Ashby believes the grassroots nature of his business has driven its success. “People say, ‘Oh you’re such an entrepreneur’ but I think the better word is ‘naive’.” In 2005 he took out the Premier’s NSW Export Award but admits, “If I had known all the rules and what I was supposed to do, we’d never be where we are.”

His mate, Alex Perry, sees things differently: “He pretends it’s all a bit of fluke, but I’m on to him.” The designer says Ashby has “nailed the market” in both underwear and swimwear (including the AussieBum boardshorts that “make your arse look good”). “Swimwear is a really specific thing to do and he’s blitzed it.”
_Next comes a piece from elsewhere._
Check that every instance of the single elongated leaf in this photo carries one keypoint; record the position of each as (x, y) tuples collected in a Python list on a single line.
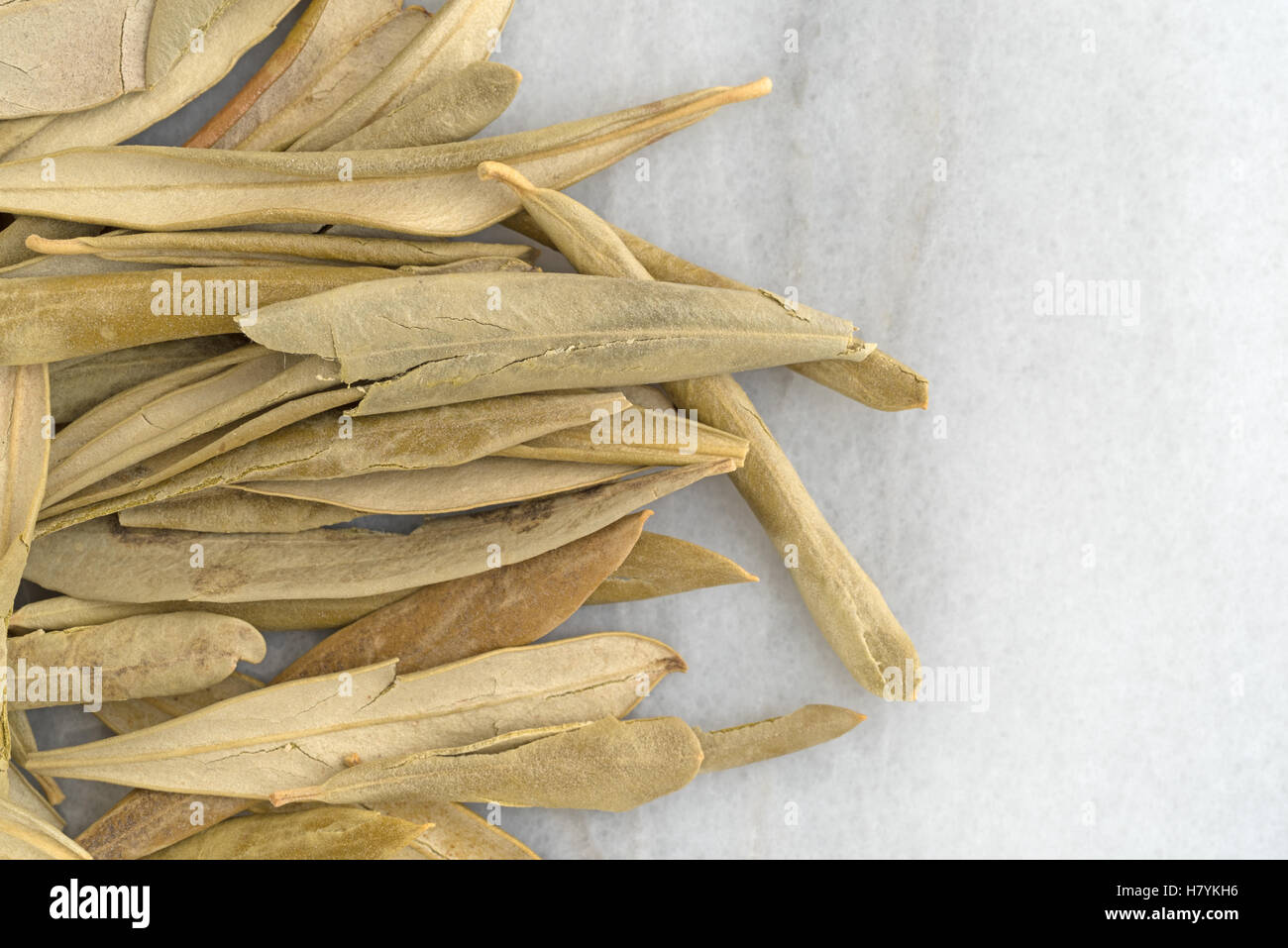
[(80, 384), (301, 732), (295, 65), (63, 55), (27, 797), (567, 224), (661, 566), (747, 743), (430, 191), (464, 337), (877, 380), (167, 471), (511, 605), (632, 436), (136, 714), (605, 766), (846, 605), (99, 559), (145, 820), (25, 836), (24, 459), (485, 481), (43, 318), (14, 132), (880, 381), (213, 248), (454, 110), (223, 510), (114, 411), (227, 29), (458, 832), (141, 656), (24, 745), (462, 33), (191, 412), (844, 601), (326, 832), (352, 67), (267, 614)]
Ashby grew up a long way from the beach. He lived near the foothills of the Dandenong Ranges with his older sister (a beautician), mum (a checkout operator) and dad (a plumber), spent his teens at a local roller rink and ended up becoming Victoria’s figureskating champion. “I wouldn’t say I fitted into the norm,” he says, “so it was a tough time. Where you’ve got a child with unique ambitions...it didn’t roll too well.”

He left school early and studied design at Box Hill TAFE before enrolling in fine art at Canberra School of Art at 16. Realising he was “too young”, Ashby soon dropped out. His friend, Nerida Howard, joined him in Canberra, where they started a short-lived clothing label. “I could sew and he had the passion,” she says. They returned to Melbourne, where Ashby worked in advertising. After a stint in Perth, he settled in Sydney’s Leichhardt in 1991, aged 24, where he still lives “two roundabouts” from his office.

Ashby’s life now is significantly different. He often finds himself on stunning locations for photoshoots and always flies first class – “I don’t like posh food so they give me meat pies,” says the owner of that black Range Rover. He has also bought Prada shirts on Rodeo Drive without looking at the price. “I’m very spoilt,” he admits. Still, he says he tries not “to get ahead” of himself. “At the end of the day, I make swimwear. Yet some people I meet in similar trades, you’d think they’d invented a cure for cancer.”

Succumbing to “pressure from customers”, Ashby is soon to open a retail store in AussieBum’s spiritual home of Bondi. There are also stores planned for New York, London, Madrid and Shanghai. Like the label, they will be originals, fusing a small retail space with the brand’s internet base. Customers will be able to try on samples in store and have orders delivered the next day. And Bonds, Bendon and others beware – Ashby is working on a Women Can Wear line. “We have a large customer base of women who buy for partners but like to wear some of our (flat-fronted) Classic Underwear range,” he says.

These days, there’s little time to loll about at Bondi but Ashby still gets the “biggest buzz” seeing his cossies on real bums and plans to be at the helm of AussieBum for some time. “For people who have followed the story of our brand, I’m not about to add a chapter in ‘And we sold out for profit’. We’re still having fun.” And he adds with a smile, “What am I going to do? Go back and sit on a beach?”